1a) Small coverage and low openness of credit investigation in People’s Bank of China
In 2006, the People’s Bank of China (PBOC) established a national database for financial credit information. Developed in a short period of time at a later stage of policymaking, the PBOC’s system is incomplete and lacks consistency. Currently, there are 300 million individual credit profiles in the PBOC’s system, but limited accessibility to the system poses difficulties for non-government institutions to upload or search for credit reports.

1b) Fragmented credit information
Currently, credit data in China is isolated and distributed across various banks, firms offering small loans, as well as lending platforms. This results in fragmented data collection with no standardisation.

1c) Lack of punitive measures in existing credit system
There have been many cases of dishonesties such as commercial fraud, breach of contract, tax evasion, deferred debts and sale of counterfeits in China due to the lack of punitive measures. As China’s credit industry started late, its people have low levels of awareness when it comes to credit.

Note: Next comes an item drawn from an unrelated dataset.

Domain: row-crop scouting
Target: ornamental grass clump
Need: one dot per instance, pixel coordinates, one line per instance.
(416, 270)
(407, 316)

1d) Much support is needed for the development of the credit industry in China. Currently, there are more than 1,500 problematic lending platforms, most of which have been dragged down by liquidity crises. At the same time, the market needs a new type of credit platform that features actual data, transparency and has a wide coverage to support the growth of the credit industry.

South-east Asia

2a) While financial systems in South-east Asia are largely incomplete, rapidly development means there are great opportunities for credit businesses
For example, in Indonesia, less than 30% of its 300-million population has a bank account. Less than 6% of its people are credit card users. In comparison, the percentage of bank account holders in China, Hong Kong and India are more than 80%, 96% and 50%, respectively.

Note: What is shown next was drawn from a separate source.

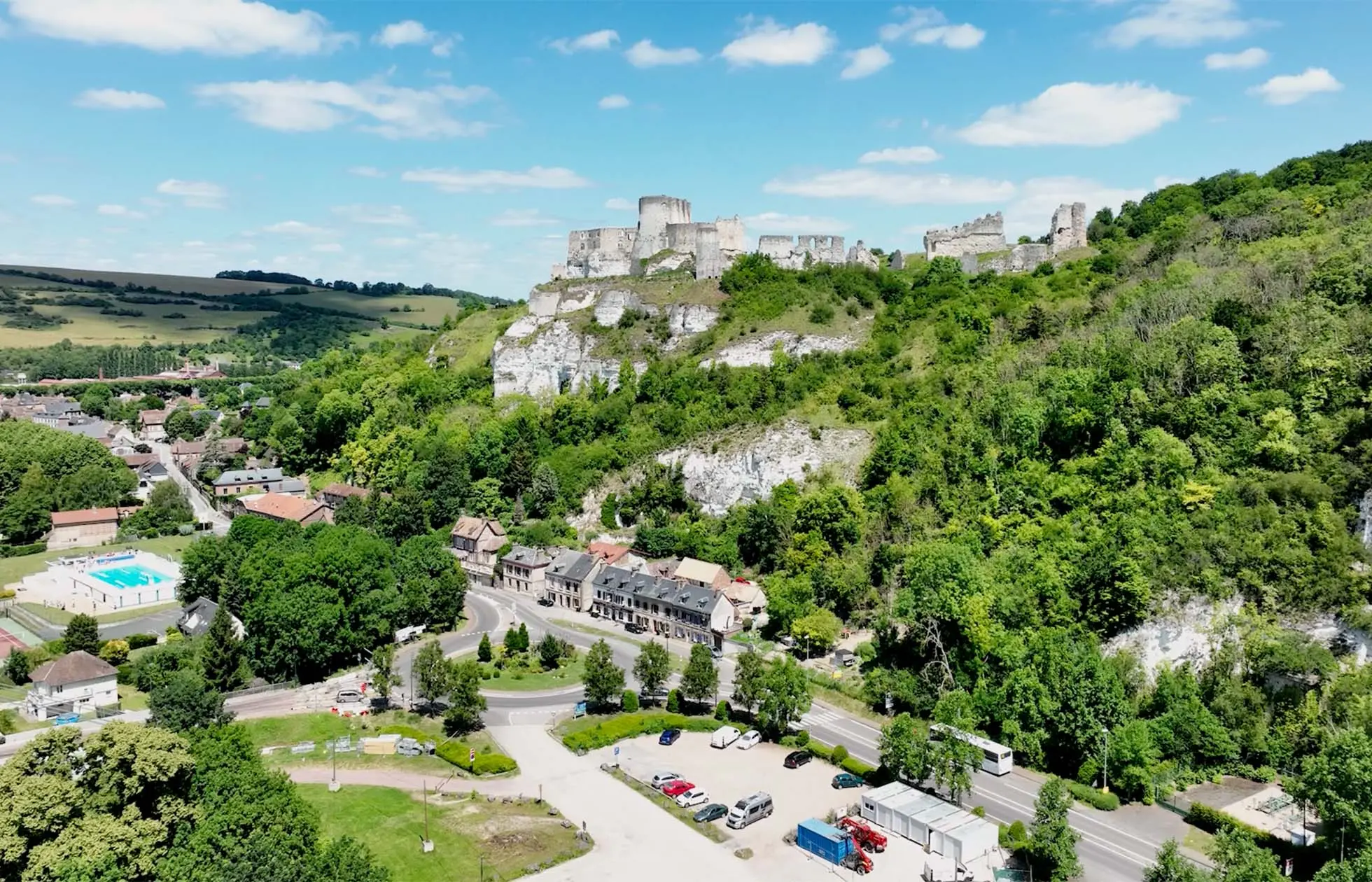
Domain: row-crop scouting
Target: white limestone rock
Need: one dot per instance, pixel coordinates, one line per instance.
(740, 470)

2b) There are underdeveloped credit systems and inadequate credit data.


3a) Governments have the burdens of developing and investing in credit systems
Governments have to invest heavily to establish credit databases, which require high maintenance and operation costs.

3b) There is little room for market-oriented operations, limiting the services that can be offered
Public credit is not conducive for the integration of various types of credit information.

3c) The current traditional credit system provides limited support to the local economy
The consumption market in Europe is relatively weak and it will benefit from a more flexible and advanced credit system.